A meta-analysis of 71 studies suggested that machine learning algorithms did not improve discriminative power over traditional LR-based models in predicting various clinical outcomes such as diabetes mellitus, infection, heart failure, and cancer34. Nevertheless, one study reported the superiority of machine learning models to the LR model in predicting AKI after minimally invasive laparoscopic or robot-assisted laparoscopic nephrectomy for RCC15. The present study dealing with all operation types supports this result with better model performance. Particularly, the performance improvement by the LightGBM model can be acceptable to alert clinicians of the risk of postoperative AKI.

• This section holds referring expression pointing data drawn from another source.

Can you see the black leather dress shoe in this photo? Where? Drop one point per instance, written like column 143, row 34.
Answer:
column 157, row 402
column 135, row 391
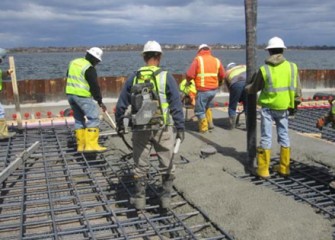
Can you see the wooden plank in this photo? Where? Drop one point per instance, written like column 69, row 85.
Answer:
column 18, row 162
column 15, row 92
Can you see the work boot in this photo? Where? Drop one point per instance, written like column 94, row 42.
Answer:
column 232, row 122
column 167, row 185
column 91, row 141
column 4, row 134
column 263, row 163
column 203, row 125
column 283, row 168
column 138, row 199
column 209, row 117
column 80, row 137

Decision curve analysis takes into account the weights of different misclassification types with a direct clinical interpretation of the net benefit (i.e., the trade-off between undertreatment and overtreatment in the model)32,33. It is useful to compare models where the default strategies predict all-or-none outcomes such as AKI. All the machine learning models had greater net benefit over the range of threshold probabilities than the SPARK index. The LR-scoring model had a negative value of net benefit in a high range of threshold probabilities. These results provide clues on how machine learning models will be applicable to clinical practice.

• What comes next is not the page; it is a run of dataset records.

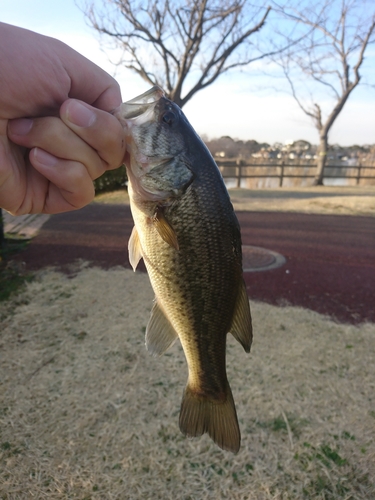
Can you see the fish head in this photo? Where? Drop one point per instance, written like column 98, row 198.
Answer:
column 154, row 131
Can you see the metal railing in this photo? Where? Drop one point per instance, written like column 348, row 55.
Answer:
column 282, row 171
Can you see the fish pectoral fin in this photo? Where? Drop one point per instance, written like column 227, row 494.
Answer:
column 200, row 414
column 135, row 249
column 160, row 334
column 164, row 229
column 241, row 327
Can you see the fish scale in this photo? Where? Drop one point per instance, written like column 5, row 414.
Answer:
column 189, row 237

The ranking analysis showed that certain variables such as nephrectomy type, patient characteristics (e.g., age and sex), and laboratory findings (e.g., eGFR and hemoglobin), contributed to the model performance. These results support the findings of previous large cohort studies focusing on postoperative AKI14,15,16,17,18,19. Only one or two variables may not be enough to accomplish a perfect prediction. Accordingly, modeling with at least the top variables obtained from the ranking analysis is needed if another model in an independent population should be developed.

Although the results were informative, some limitations should be discussed. The study design was retrospective in nature which may have potential selection bias. The study identified the most important variables with respect to predicting mortality, but we could not obtain certain degrees of risk, such as the relative risk, which is a common limitation of machine learning algorithms. The study results may not be applicable to some specific populations such as patients with metastasis or kidney transplant recipients. Concerns could be raised regarding other issues such as the absence of external validation and the effects of unidentified factors.

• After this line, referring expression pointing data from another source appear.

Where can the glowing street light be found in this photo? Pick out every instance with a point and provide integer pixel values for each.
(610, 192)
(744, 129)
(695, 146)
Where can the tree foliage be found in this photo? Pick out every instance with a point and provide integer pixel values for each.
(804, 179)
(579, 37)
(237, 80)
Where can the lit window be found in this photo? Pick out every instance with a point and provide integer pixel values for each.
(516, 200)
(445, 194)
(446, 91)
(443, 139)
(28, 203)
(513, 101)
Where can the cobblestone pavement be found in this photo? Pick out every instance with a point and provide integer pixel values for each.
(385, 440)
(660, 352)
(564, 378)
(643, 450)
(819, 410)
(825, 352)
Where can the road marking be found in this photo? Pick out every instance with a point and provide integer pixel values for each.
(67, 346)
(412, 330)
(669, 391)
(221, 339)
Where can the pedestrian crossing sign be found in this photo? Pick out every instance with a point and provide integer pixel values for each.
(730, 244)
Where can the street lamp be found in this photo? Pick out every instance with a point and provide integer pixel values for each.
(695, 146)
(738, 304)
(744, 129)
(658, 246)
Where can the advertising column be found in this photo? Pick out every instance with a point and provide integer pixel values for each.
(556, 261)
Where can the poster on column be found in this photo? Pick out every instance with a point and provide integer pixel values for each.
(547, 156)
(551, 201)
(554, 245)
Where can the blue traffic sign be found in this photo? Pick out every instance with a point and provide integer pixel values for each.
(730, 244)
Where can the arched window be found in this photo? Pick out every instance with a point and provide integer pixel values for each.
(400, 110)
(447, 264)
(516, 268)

The application of machine learning algorithms improves the predictability of AKI after nephrectomy for RCC, and these models performed better than conventional LR-based models. If machine learning-based prediction models are successfully applied in clinical practice, the overall patient outcomes will improve by implementing earlier management. Future studies will explore whether machine learning is also applicable to predicting other outcomes after nephrectomy with validating results in independent cohorts.